With all of the news about cities in or requesting bankruptcy protection, and each having high debt and a significant unfunded pension and retiree health obligations, articles in the media have included comments from analysts and think tanks extending these problems to other cities nationwide. In fact, the public sector – like the private sector – has challenges that make for good headlines, but those are too often erroneously extrapolated to all similar organization or industry types. In the case of the current interest in unfunded liabilities of pensions and retiree health benefit programs, there are certainly some governmental agencies that have significant problems, yet there are many that do not share those problems. Oakley’s conservatism in its financial management, in minimizing debt, in the employee benefits offered, and with a staffing model that is part contract staffing and part in-house staffing, helps keep the City of Oakley in the latter category of being essentially free of these unfunded obligations.
For example, here’s a summary of how Oakley is positioned on pensions, retiree health and debt:
- On the pension side, the City participates in CalPERS, which is a huge pool within which the City participates. It is true that, depending on investment returns and numbers of participants, there is an overall CalPERS unfunded liability.

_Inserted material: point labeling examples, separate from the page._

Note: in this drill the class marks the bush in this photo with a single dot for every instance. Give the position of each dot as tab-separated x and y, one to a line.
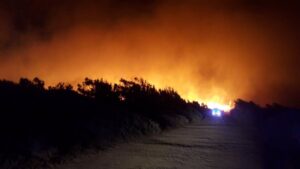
36	120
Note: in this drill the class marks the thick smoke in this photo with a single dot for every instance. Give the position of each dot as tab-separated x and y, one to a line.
219	50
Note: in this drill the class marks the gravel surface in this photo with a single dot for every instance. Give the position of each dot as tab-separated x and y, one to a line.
213	143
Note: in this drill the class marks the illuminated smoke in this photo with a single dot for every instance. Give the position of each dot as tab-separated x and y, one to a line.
209	52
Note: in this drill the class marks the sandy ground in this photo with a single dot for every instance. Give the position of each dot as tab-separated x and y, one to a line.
210	144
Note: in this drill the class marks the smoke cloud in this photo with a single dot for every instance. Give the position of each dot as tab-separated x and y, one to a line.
205	50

CalPERS does not calculate a separate unfunded liability for each participating city and Oakley’s share is very, very small. The pension plan for the City of Oakley employees is one of the least expensive and all new employees fall under the 2%@62 program, which has no unfunded liability.
- Oakley does not offer retiree health benefits at all. That means there’s no unfunded liability for that type of benefit. Like everybody else, employees are eligible for Medicare at age 65, with 100% of the cost falling on the employee and no City obligation.
- Oakley’s General Fund does not have any real outstanding debt. There is a Public Facilities Fund debt that is outstanding, but that small debt service is covered by Public Facilities Impact Fee funds, not the General Fund. (If the Impact Fee funds are not adequate, the General Fund would need to step in to assist).
While Oakley has experienced the effects of the recession like other cities, its conservative financial management approach has allowed it to navigate the difficult times making the necessary short-term adjustments without having to ask its residents for new taxes and still maintaining a strong fund balance (savings account) that represents a reserve of over 30%. This is all only accomplished with strong and prudent leadership from the current and previous City Councils, a lean and dedicated staff, and a community that works well together and doesn’t demand a level of service that can’t be afforded. Home values are up, crime is down, the Downtown and other neighborhoods are revitalizing – we are embarking on a growth phase and Oakley’s best years are certainly ahead of us.